Je venais juste de crever. Ma vie avait toujours été remplie de bonnes actions. J'avais toujours voté pour les bons, j'avais toujours été contre les mauvais. Je m'étais toujours tenu à ma place dans la société. J'avais toujours donné à toutes les quêtes pour les bonnes oeuvres. Par conséquent, crevant, mon âme venant juste de se séparer de mon corps, je la suivis. J'étais bien obligé de la suivre, parce que mon corps, les autres, ils étaient en train de le foutre dans une grosse caisse en bois. Caisse de forme allongée. Et puis, ils creusaient un trou dans la terre. Et puis, ils l'enterraient comme une merde. Et puis, les asticots venaient le bouffer. Et puis, il n'en restait plus qu'une espèce de gruyère. Les tunnels creusés par les vers valaient celui du Mont Blanc. Donc moi, je suivais mon âme. J'allais me présenter devant le tribunal de Dieu.

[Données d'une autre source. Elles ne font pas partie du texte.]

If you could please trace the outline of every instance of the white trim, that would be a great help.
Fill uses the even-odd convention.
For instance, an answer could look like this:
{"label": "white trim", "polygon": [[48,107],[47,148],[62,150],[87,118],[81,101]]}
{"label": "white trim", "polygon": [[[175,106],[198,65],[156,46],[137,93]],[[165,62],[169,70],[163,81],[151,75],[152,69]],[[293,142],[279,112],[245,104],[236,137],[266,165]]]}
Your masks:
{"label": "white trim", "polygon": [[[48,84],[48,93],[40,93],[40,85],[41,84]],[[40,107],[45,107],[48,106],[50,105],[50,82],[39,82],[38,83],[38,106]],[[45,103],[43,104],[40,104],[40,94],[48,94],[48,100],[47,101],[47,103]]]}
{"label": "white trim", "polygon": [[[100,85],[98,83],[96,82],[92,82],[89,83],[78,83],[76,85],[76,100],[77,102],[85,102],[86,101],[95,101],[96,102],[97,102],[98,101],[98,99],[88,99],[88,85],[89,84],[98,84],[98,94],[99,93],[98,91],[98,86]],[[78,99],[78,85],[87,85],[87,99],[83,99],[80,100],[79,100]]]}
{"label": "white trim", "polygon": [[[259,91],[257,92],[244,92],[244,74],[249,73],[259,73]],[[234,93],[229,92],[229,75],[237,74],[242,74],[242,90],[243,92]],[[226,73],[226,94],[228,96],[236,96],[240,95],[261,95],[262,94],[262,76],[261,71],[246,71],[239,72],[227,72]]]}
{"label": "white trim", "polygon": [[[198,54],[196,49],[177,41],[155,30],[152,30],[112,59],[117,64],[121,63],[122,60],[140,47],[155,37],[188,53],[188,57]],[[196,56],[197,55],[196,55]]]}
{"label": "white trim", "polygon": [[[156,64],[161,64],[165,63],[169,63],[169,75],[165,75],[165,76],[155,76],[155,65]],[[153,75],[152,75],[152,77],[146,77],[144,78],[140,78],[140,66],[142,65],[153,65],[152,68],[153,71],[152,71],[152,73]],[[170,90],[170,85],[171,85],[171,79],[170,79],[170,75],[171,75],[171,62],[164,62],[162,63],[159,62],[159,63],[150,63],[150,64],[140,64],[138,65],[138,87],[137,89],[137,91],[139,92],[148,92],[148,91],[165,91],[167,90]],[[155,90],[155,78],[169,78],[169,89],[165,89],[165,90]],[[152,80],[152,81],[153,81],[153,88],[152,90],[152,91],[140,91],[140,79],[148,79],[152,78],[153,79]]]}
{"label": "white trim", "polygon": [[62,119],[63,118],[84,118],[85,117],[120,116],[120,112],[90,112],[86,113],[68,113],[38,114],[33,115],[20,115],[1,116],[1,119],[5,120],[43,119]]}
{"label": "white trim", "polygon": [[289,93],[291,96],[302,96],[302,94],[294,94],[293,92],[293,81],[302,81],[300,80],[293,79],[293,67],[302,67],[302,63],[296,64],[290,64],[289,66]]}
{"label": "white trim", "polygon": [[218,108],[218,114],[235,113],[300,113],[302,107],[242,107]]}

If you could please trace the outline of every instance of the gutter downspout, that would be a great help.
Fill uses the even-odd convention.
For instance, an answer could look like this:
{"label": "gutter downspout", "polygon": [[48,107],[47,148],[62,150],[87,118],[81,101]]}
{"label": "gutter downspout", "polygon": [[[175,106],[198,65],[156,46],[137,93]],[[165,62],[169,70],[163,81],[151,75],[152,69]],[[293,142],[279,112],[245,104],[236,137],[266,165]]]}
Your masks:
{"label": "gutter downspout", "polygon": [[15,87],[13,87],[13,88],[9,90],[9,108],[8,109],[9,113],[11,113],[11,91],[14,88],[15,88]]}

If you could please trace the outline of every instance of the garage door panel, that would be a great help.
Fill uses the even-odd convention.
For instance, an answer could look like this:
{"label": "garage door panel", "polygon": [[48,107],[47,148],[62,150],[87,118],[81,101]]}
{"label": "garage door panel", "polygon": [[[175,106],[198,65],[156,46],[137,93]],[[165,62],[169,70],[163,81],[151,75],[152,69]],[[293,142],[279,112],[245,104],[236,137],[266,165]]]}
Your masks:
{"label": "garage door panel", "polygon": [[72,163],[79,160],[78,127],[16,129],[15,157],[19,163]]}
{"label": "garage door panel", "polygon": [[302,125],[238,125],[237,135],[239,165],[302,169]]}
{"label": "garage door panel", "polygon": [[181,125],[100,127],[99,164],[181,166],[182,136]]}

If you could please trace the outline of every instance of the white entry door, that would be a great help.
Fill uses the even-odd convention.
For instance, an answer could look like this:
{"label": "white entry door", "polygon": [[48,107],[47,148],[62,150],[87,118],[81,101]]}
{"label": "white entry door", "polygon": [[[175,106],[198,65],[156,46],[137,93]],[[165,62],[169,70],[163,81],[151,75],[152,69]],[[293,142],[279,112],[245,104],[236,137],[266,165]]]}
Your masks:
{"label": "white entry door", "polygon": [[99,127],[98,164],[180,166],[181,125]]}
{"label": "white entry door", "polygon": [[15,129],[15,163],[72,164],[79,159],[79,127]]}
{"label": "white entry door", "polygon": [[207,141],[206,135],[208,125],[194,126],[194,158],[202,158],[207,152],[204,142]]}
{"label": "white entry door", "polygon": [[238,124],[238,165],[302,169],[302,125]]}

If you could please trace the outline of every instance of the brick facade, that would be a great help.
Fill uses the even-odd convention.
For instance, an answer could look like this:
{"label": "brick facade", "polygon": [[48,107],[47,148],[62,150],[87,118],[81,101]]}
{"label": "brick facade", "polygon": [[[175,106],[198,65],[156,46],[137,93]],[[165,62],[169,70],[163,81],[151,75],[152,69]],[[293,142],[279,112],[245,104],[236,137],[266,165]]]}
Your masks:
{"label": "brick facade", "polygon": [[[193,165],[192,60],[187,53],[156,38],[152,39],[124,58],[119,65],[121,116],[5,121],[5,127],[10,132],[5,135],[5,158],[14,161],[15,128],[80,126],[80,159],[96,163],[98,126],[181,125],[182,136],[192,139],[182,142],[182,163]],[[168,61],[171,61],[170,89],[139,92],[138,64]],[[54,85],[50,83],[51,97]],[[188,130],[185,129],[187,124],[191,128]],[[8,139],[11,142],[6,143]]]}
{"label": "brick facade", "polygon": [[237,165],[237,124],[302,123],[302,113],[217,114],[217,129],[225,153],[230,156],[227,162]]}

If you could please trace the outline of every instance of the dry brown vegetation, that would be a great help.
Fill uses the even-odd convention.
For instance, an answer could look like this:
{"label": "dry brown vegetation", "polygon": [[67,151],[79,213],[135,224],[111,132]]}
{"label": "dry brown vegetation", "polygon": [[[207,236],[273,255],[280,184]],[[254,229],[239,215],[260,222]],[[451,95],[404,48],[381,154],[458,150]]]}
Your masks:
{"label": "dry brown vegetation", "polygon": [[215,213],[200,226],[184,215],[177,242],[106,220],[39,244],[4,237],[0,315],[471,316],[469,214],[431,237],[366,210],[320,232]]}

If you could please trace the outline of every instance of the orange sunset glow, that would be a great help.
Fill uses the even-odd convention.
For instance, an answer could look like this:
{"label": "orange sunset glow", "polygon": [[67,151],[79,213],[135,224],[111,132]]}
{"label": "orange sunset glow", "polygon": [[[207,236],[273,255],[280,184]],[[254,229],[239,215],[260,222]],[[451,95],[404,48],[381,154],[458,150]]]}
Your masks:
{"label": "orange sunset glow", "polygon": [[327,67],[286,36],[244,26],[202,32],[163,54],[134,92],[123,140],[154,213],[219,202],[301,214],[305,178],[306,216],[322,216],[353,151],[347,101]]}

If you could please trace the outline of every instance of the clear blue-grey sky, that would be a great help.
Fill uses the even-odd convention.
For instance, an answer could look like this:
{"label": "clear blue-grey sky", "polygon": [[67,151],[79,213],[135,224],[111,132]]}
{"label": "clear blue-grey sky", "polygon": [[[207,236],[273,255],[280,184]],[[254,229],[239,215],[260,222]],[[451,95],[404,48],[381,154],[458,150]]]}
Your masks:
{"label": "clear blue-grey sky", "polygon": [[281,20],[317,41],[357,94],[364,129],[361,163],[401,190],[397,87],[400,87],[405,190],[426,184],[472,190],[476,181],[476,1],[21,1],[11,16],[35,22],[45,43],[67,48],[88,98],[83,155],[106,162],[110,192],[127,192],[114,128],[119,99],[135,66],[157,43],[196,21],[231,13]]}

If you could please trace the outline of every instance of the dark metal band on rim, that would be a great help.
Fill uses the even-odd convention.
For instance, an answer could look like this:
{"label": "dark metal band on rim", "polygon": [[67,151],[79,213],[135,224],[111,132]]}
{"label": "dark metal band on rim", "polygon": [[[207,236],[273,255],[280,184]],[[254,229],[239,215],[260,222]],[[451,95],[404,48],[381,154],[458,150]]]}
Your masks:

J'arrive dans la salle d'attente du paradis. Je prends mon numéro d'appel et j'attends. J'ai le numéro 72. Saint Pierre s'amène avec sa sonnette et un balai à la main. Il annonce Dieu. Bon, ça va être le jugement. Je n'ai pas grand chose à craindre.
Voilà Dieu. Avec sa belle et longue barbe blanche. Il est en trois dimensions. Il commence un discours. Moi, je rêvasse. J'ai toujours été un bon, pendant ma vie. Je n'ai pas à m'en faire. Je n'ai rien à craindre. Mais le voilà qui se met à parler de la terre. Le voilà qui se met à remonter au déluge. A la création du monde. A la révolte des mauvais anges. Le voilà qui dit qu'il a été vaincu dans cette révolte des mauvais anges. C'est lui qui a perdu la guerre. Ben! merde! Que c'est Lucifer, il raconte, Satan, le diable, quoi, qui a pris le pouvoir après sa victoire militaire sur lui, pauvre Dieu sans pouvoir. Et Satan, il s'est emparé de tous les moyens audiovisuels du ciel. Et il dit Dieu, que comment on aurait pu s'imaginer que Lui, Infiniment Bon et Infiniment Aimable, il aurait permis toutes les saloperies qui se passent sur la terre! Il dit que comment on aurait pu s'imaginer qu'il aurait pu accepter des cochonneries comme les guerres, les tremblements de terre et autres calamitées. Comment il aurait accepté les papes ou les curés ou les capitalistes de tout poil qui ont bonne conscience parce qu'ils vont à la messe tous les dimanches. Comment qu'on aurait pu s'imaginer que c'était un Bon Dieu, avec deux majuscules, qui avait pu permettre ça. Lui, qu'il disait, il n'était qu'un prisonnier. Il n'avait aucun pouvoir de décision. Il était obligé de remettre le sort de tous les nouveaux crevés entre les mains de Satan, le maître du monde.
Ce matin, je me suis réveillé en sueur. J'étais trempé.
C'est dimanche. Je vais prier Dieu, qu'il m'épargne à l'avenir des cauchemars de cette sorte.